BUSM Will Graduate Students Early to Help Hospitals

The BU School of Medicine and the other three Bay State medical schools have agreed to the commonwealth’s request to move up the graduation dates of fourth-year medical students, allowing them to join doctors on the frontlines of the coronavirus pandemic up to eight weeks earlier than they normally could. Photo by Janice Checchio

Anticipating a surge in the number of COVID-19 hospital patients, the deans of the four Massachusetts medical schools have agreed to the state’s request to move up the graduation dates of their fourth-year medical students, allowing them to join doctors on the frontlines of the pandemic up to eight weeks earlier than they would have been able to.

For the 192 fourth-year Boston University School of Medicine students, it means they will graduate April 17 instead of May 17, and if they choose to, they can begin work immediately in area hospitals to help a healthcare system facing an unprecedented crisis of sick patients. Massachusetts has more than 1,800 COVID-19 cases; one month ago it had one known case.

In a conversation on Wednesday with the deans of the medical schools at BU, Harvard, Tufts, and the University of Massachusetts, Marylou Sudders (CAS’76, SSW’78), Secretary of Health and Human Services, urged the schools to move up their graduation dates and promised to expedite the licensing of the state’s approximately 700 fourth-year medical students. Students who would normally graduate in mid-May and begin an internship in mid-June will graduate in mid-April and be available to work in area hospitals.

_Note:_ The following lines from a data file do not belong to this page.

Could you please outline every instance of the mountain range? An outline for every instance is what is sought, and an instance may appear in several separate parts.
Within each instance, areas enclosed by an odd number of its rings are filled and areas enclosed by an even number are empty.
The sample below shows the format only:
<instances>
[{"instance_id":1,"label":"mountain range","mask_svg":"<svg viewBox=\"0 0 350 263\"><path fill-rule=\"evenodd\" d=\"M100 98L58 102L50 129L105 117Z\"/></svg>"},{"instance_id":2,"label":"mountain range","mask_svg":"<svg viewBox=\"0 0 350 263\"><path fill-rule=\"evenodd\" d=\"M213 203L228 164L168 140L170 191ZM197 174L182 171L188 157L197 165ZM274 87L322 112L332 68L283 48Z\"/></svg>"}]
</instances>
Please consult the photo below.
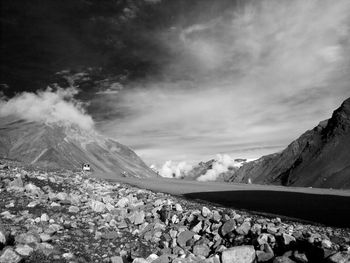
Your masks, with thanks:
<instances>
[{"instance_id":1,"label":"mountain range","mask_svg":"<svg viewBox=\"0 0 350 263\"><path fill-rule=\"evenodd\" d=\"M198 167L189 174L205 174L210 169L210 165ZM350 188L350 98L330 119L306 131L283 151L247 162L218 178L234 183Z\"/></svg>"},{"instance_id":2,"label":"mountain range","mask_svg":"<svg viewBox=\"0 0 350 263\"><path fill-rule=\"evenodd\" d=\"M156 176L131 149L96 131L15 116L0 118L0 157L54 169L80 170L89 163L114 176Z\"/></svg>"}]
</instances>

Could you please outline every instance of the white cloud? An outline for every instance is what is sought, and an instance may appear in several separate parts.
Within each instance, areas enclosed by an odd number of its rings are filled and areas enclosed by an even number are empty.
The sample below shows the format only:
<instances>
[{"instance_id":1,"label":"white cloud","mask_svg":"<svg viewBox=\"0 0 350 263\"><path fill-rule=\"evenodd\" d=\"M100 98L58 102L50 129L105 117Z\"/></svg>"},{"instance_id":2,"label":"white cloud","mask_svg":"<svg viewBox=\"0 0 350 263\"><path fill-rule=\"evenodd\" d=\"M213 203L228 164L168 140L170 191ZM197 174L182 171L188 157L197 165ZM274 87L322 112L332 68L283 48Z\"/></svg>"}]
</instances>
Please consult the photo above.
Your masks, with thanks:
<instances>
[{"instance_id":1,"label":"white cloud","mask_svg":"<svg viewBox=\"0 0 350 263\"><path fill-rule=\"evenodd\" d=\"M157 165L217 152L256 158L350 96L350 1L243 1L227 13L169 31L177 34L162 39L177 54L164 69L169 80L133 83L118 103L106 98L101 107L127 118L100 128Z\"/></svg>"},{"instance_id":2,"label":"white cloud","mask_svg":"<svg viewBox=\"0 0 350 263\"><path fill-rule=\"evenodd\" d=\"M197 181L215 181L220 174L227 172L230 167L238 168L242 166L242 162L235 161L227 154L218 154L212 164L212 169L209 169L205 174L197 178Z\"/></svg>"},{"instance_id":3,"label":"white cloud","mask_svg":"<svg viewBox=\"0 0 350 263\"><path fill-rule=\"evenodd\" d=\"M152 165L152 168L156 169L155 165ZM186 177L191 169L192 166L186 162L174 163L172 161L166 161L159 169L159 174L167 178L183 178Z\"/></svg>"},{"instance_id":4,"label":"white cloud","mask_svg":"<svg viewBox=\"0 0 350 263\"><path fill-rule=\"evenodd\" d=\"M73 98L77 93L76 88L23 92L9 100L0 100L0 116L15 115L28 121L75 124L92 129L91 116L85 113L82 103Z\"/></svg>"}]
</instances>

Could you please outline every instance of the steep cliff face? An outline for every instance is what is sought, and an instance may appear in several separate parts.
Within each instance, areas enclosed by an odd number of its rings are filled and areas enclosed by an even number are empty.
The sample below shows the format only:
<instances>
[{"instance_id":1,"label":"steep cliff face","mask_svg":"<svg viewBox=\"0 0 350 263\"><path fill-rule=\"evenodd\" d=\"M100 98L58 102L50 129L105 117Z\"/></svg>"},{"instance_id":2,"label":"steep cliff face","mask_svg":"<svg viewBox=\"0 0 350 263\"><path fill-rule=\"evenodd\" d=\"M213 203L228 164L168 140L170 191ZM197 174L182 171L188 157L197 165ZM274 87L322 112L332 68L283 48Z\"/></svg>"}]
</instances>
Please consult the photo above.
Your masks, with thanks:
<instances>
[{"instance_id":1,"label":"steep cliff face","mask_svg":"<svg viewBox=\"0 0 350 263\"><path fill-rule=\"evenodd\" d=\"M41 124L16 117L0 118L0 157L49 168L152 177L156 174L128 147L77 126Z\"/></svg>"},{"instance_id":2,"label":"steep cliff face","mask_svg":"<svg viewBox=\"0 0 350 263\"><path fill-rule=\"evenodd\" d=\"M232 182L350 188L350 98L329 120L305 132L280 153L243 165Z\"/></svg>"}]
</instances>

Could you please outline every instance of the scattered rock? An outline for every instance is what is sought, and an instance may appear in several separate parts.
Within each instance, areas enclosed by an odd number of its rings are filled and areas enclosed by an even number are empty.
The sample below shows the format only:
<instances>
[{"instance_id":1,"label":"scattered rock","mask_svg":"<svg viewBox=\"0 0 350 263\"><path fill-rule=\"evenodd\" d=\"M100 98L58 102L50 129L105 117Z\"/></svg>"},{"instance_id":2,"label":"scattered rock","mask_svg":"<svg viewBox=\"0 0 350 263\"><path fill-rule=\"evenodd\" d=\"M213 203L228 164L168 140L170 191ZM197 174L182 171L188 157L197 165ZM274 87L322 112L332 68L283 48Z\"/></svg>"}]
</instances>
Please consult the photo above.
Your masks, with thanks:
<instances>
[{"instance_id":1,"label":"scattered rock","mask_svg":"<svg viewBox=\"0 0 350 263\"><path fill-rule=\"evenodd\" d=\"M179 234L177 237L177 243L180 247L185 247L186 243L192 239L192 237L195 235L192 231L185 230Z\"/></svg>"},{"instance_id":2,"label":"scattered rock","mask_svg":"<svg viewBox=\"0 0 350 263\"><path fill-rule=\"evenodd\" d=\"M0 207L0 263L350 260L346 229L202 206L79 172L0 170Z\"/></svg>"},{"instance_id":3,"label":"scattered rock","mask_svg":"<svg viewBox=\"0 0 350 263\"><path fill-rule=\"evenodd\" d=\"M28 245L18 245L15 251L22 257L29 257L33 253L34 249Z\"/></svg>"},{"instance_id":4,"label":"scattered rock","mask_svg":"<svg viewBox=\"0 0 350 263\"><path fill-rule=\"evenodd\" d=\"M253 263L255 249L253 246L237 246L222 252L222 263Z\"/></svg>"},{"instance_id":5,"label":"scattered rock","mask_svg":"<svg viewBox=\"0 0 350 263\"><path fill-rule=\"evenodd\" d=\"M236 221L232 218L224 223L221 228L222 236L226 236L228 233L232 232L236 227Z\"/></svg>"},{"instance_id":6,"label":"scattered rock","mask_svg":"<svg viewBox=\"0 0 350 263\"><path fill-rule=\"evenodd\" d=\"M346 252L338 252L328 258L329 263L349 263L350 254Z\"/></svg>"},{"instance_id":7,"label":"scattered rock","mask_svg":"<svg viewBox=\"0 0 350 263\"><path fill-rule=\"evenodd\" d=\"M251 225L249 222L243 222L242 225L236 228L236 232L240 235L248 235L250 227Z\"/></svg>"},{"instance_id":8,"label":"scattered rock","mask_svg":"<svg viewBox=\"0 0 350 263\"><path fill-rule=\"evenodd\" d=\"M195 245L193 247L193 254L196 256L207 257L209 255L210 249L207 245Z\"/></svg>"},{"instance_id":9,"label":"scattered rock","mask_svg":"<svg viewBox=\"0 0 350 263\"><path fill-rule=\"evenodd\" d=\"M0 256L0 263L19 263L22 258L12 248L6 248Z\"/></svg>"},{"instance_id":10,"label":"scattered rock","mask_svg":"<svg viewBox=\"0 0 350 263\"><path fill-rule=\"evenodd\" d=\"M281 256L275 257L273 263L296 263L294 260L291 260L289 257Z\"/></svg>"},{"instance_id":11,"label":"scattered rock","mask_svg":"<svg viewBox=\"0 0 350 263\"><path fill-rule=\"evenodd\" d=\"M203 206L203 207L202 207L202 216L207 217L207 216L209 216L210 214L211 214L210 209L207 208L207 207L205 207L205 206Z\"/></svg>"},{"instance_id":12,"label":"scattered rock","mask_svg":"<svg viewBox=\"0 0 350 263\"><path fill-rule=\"evenodd\" d=\"M120 256L111 257L111 263L123 263L123 258Z\"/></svg>"}]
</instances>

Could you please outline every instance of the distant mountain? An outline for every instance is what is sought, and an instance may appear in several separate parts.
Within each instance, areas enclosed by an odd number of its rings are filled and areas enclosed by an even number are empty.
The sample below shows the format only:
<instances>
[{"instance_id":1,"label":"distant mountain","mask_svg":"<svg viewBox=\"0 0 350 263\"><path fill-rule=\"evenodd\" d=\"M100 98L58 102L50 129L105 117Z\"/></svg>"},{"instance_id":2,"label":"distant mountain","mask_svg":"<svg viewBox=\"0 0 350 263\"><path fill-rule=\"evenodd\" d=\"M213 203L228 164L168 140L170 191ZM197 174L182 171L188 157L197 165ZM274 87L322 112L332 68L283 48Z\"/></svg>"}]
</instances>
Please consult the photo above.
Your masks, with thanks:
<instances>
[{"instance_id":1,"label":"distant mountain","mask_svg":"<svg viewBox=\"0 0 350 263\"><path fill-rule=\"evenodd\" d=\"M116 176L157 176L128 147L78 126L0 118L0 157L47 168L94 171Z\"/></svg>"},{"instance_id":2,"label":"distant mountain","mask_svg":"<svg viewBox=\"0 0 350 263\"><path fill-rule=\"evenodd\" d=\"M228 181L232 174L235 173L239 167L245 164L247 159L235 159L230 164L222 164L218 160L212 159L208 162L200 162L195 165L183 179L186 180L198 180L202 175L205 175L208 171L212 171L215 181ZM220 165L221 169L215 169L215 165ZM221 170L225 170L221 172ZM199 179L200 180L200 179ZM206 181L206 180L204 180Z\"/></svg>"},{"instance_id":3,"label":"distant mountain","mask_svg":"<svg viewBox=\"0 0 350 263\"><path fill-rule=\"evenodd\" d=\"M306 131L280 153L243 165L229 181L350 188L350 98L329 120Z\"/></svg>"}]
</instances>

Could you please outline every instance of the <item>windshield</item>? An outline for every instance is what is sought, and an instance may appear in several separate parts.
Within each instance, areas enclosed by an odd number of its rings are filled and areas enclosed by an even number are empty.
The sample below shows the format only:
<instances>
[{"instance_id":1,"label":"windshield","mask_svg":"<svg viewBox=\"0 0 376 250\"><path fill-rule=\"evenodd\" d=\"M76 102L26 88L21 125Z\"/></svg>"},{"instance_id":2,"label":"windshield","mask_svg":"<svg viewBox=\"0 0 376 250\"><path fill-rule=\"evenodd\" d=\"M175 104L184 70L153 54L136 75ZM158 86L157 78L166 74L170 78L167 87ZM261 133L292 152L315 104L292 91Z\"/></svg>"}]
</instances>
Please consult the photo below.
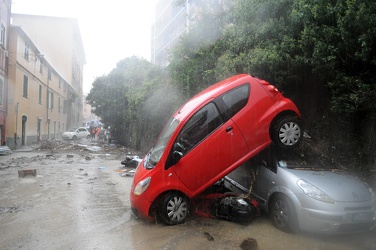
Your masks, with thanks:
<instances>
[{"instance_id":1,"label":"windshield","mask_svg":"<svg viewBox=\"0 0 376 250\"><path fill-rule=\"evenodd\" d=\"M318 163L318 162L306 162L296 160L281 160L278 161L278 165L282 168L296 169L296 170L317 170L317 171L334 171L337 170L333 164Z\"/></svg>"},{"instance_id":2,"label":"windshield","mask_svg":"<svg viewBox=\"0 0 376 250\"><path fill-rule=\"evenodd\" d=\"M68 132L76 132L76 129L77 128L71 128L71 129L68 130Z\"/></svg>"},{"instance_id":3,"label":"windshield","mask_svg":"<svg viewBox=\"0 0 376 250\"><path fill-rule=\"evenodd\" d=\"M168 141L170 140L172 134L176 130L179 121L175 118L172 118L163 129L161 135L158 138L158 141L155 143L153 149L149 153L147 164L150 167L154 167L162 157L164 149Z\"/></svg>"}]
</instances>

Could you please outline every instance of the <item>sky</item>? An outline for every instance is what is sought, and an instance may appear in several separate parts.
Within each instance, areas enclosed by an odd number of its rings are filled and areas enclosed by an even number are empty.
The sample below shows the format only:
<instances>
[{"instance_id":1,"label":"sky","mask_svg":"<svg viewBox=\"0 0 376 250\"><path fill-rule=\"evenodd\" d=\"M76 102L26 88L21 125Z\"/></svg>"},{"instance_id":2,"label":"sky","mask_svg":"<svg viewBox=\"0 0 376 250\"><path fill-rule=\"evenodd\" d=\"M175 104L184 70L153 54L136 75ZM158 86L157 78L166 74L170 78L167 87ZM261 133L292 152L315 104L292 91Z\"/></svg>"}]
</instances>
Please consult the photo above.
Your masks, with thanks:
<instances>
[{"instance_id":1,"label":"sky","mask_svg":"<svg viewBox=\"0 0 376 250\"><path fill-rule=\"evenodd\" d=\"M12 0L12 13L77 18L84 44L83 91L133 55L150 60L157 0ZM38 45L37 45L38 46Z\"/></svg>"}]
</instances>

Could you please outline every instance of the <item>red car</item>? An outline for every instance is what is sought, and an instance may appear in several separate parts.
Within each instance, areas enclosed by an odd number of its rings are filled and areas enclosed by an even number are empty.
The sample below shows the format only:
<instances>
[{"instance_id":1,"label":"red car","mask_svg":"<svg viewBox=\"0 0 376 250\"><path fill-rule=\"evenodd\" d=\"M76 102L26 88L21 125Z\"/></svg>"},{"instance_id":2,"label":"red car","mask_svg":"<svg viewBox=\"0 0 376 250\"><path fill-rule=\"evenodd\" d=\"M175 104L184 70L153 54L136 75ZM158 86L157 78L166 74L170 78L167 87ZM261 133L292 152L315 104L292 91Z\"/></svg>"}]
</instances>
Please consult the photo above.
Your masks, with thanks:
<instances>
[{"instance_id":1,"label":"red car","mask_svg":"<svg viewBox=\"0 0 376 250\"><path fill-rule=\"evenodd\" d=\"M182 223L190 199L272 142L294 147L302 135L298 108L273 85L247 74L216 83L176 111L137 167L132 210Z\"/></svg>"}]
</instances>

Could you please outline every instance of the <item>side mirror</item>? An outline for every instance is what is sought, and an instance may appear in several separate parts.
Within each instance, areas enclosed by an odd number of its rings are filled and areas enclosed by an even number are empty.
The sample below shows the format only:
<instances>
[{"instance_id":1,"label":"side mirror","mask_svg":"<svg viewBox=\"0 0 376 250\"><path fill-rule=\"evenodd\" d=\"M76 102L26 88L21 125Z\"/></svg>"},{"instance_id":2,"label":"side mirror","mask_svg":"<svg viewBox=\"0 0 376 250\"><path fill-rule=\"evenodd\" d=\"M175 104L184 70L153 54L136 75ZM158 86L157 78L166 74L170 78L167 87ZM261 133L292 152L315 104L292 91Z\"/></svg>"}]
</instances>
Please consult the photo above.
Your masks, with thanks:
<instances>
[{"instance_id":1,"label":"side mirror","mask_svg":"<svg viewBox=\"0 0 376 250\"><path fill-rule=\"evenodd\" d=\"M168 169L178 163L183 157L184 147L180 143L175 143L172 148L172 153L168 156L165 169Z\"/></svg>"},{"instance_id":2,"label":"side mirror","mask_svg":"<svg viewBox=\"0 0 376 250\"><path fill-rule=\"evenodd\" d=\"M181 143L177 142L174 144L174 151L184 152L184 150L185 148Z\"/></svg>"},{"instance_id":3,"label":"side mirror","mask_svg":"<svg viewBox=\"0 0 376 250\"><path fill-rule=\"evenodd\" d=\"M183 153L179 151L174 151L171 155L171 166L175 165L183 157Z\"/></svg>"}]
</instances>

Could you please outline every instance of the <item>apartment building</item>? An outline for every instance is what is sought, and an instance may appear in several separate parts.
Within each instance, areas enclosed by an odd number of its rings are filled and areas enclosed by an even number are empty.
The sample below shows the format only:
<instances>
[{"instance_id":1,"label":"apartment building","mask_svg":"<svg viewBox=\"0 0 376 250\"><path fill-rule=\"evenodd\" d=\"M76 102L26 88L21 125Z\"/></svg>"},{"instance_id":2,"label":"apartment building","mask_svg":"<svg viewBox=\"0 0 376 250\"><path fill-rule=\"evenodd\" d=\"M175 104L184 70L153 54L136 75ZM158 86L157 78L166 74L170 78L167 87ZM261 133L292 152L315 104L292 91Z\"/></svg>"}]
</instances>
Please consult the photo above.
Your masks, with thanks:
<instances>
[{"instance_id":1,"label":"apartment building","mask_svg":"<svg viewBox=\"0 0 376 250\"><path fill-rule=\"evenodd\" d=\"M151 62L167 66L180 38L189 33L203 15L221 15L229 11L232 4L224 0L159 0L151 32ZM207 35L215 37L213 31L209 29Z\"/></svg>"},{"instance_id":2,"label":"apartment building","mask_svg":"<svg viewBox=\"0 0 376 250\"><path fill-rule=\"evenodd\" d=\"M179 38L188 32L190 6L194 0L159 0L155 6L152 26L151 62L160 66L169 64L168 56Z\"/></svg>"},{"instance_id":3,"label":"apartment building","mask_svg":"<svg viewBox=\"0 0 376 250\"><path fill-rule=\"evenodd\" d=\"M86 59L76 19L12 15L6 144L60 139L81 125Z\"/></svg>"},{"instance_id":4,"label":"apartment building","mask_svg":"<svg viewBox=\"0 0 376 250\"><path fill-rule=\"evenodd\" d=\"M0 1L0 145L5 144L7 92L8 92L8 52L12 1Z\"/></svg>"}]
</instances>

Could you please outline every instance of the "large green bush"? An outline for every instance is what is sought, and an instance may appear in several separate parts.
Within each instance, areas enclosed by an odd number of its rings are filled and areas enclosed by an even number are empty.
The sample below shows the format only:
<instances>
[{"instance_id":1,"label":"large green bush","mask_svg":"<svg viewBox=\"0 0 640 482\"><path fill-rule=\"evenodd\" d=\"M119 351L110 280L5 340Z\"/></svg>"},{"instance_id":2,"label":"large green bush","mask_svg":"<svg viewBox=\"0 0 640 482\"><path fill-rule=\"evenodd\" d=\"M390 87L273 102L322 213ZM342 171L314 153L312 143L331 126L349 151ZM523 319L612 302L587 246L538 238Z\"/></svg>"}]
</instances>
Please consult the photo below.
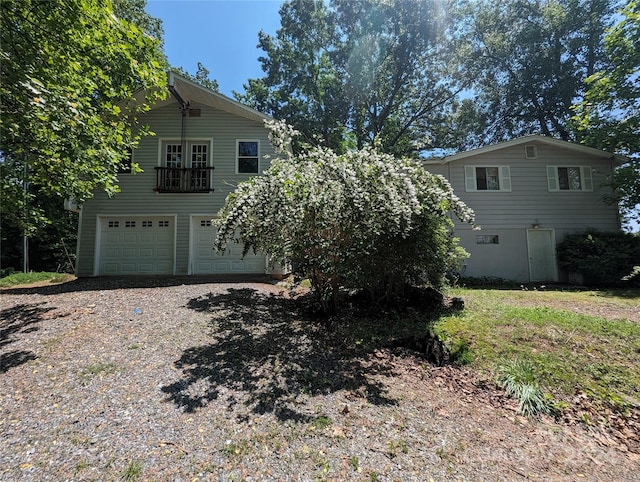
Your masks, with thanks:
<instances>
[{"instance_id":1,"label":"large green bush","mask_svg":"<svg viewBox=\"0 0 640 482\"><path fill-rule=\"evenodd\" d=\"M443 177L370 148L294 156L286 148L294 131L272 127L282 157L228 196L218 249L238 238L245 252L294 261L325 311L336 308L342 288L391 298L408 283L440 287L466 255L449 213L471 222L473 212Z\"/></svg>"},{"instance_id":2,"label":"large green bush","mask_svg":"<svg viewBox=\"0 0 640 482\"><path fill-rule=\"evenodd\" d=\"M592 286L638 284L638 276L624 280L640 266L640 236L622 231L588 230L570 234L558 245L561 269L580 273Z\"/></svg>"}]
</instances>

Your class is clearly graduating at one of the most medically challenging times of the last century.
—Karen Antman, dean of the BU School of Medicine and Medical Campus provost

Karen Antman, dean of MED and provost of the Medical Campus, says the majority of the school’s fourth-year students should have completed all of the requirements for graduation and been approved by the school’s student evaluation and promotions committee to graduate by April 13. Once they apply, and are approved, for a limited license to practice as an intern at a teaching hospital, they will be able to help care for the possible surge of coronavirus patients in area hospitals. They could also provide care, under supervision, for sick patients in venues being expanded to care for the increasing number of patients. Such service would be elective and would last as long as eight weeks, during the period between graduation and the beginning of an internship. The service could be in Boston or at a graduate’s match hospital, if that hospital is located in a state that allows such an arrangement.

In a letter sent to fourth-year students on Thursday, Antman said graduates will be able to choose whether to apply for a Massachusetts license or move to the location of their residencies. At a press conference Thursday alongside Governor Charlie Baker, Sudders said the state would be prepared to provide “almost automatic 90-day provisional licenses” to speed up the process of getting the graduates into the hospital system.

“Your class is clearly graduating at one of the most medically challenging times of the last century, and will shortly be an important part of our country’s response to the COVID-19 challenge,” Antman wrote. “We are proud of the physicians that you will soon be, and for the role that you will play in the care of your patients.”

NYU’s Grossman School of Medicine announced Wednesday that it is planning to allow its fourth-year students to graduate early and that 69 students to date had volunteered.

Priya Garg, MED associate dean of medical education, says she is confident that their students have met the school’s program objectives and are ready to care for patients under supervision. She says the accelerated graduation is clearly needed because coronavirus cases are increasing daily in Massachusetts, as they are across the United States.

“We may need every physician we can get,” Antman says, “based on what has happened in Wuhan and Italy, and what is happening in New York. The number of cases in Boston has not yet peaked. Our case numbers are still going up.”

Once new doctors are fully credentialed, she says, “they provide care just like other residents at teaching hospitals.”

Of MED’s fourth-year students, 55 plan to do their residency in Massachusetts, 30 in California, and 21 in New York. Internal medicine, with 41 students, is the most popular specialty, 24 are specializing in general surgery, 15 in pediatrics, 15 in emergency medicine, 13 in obstetrics/gynecology, and 12 in family medicine.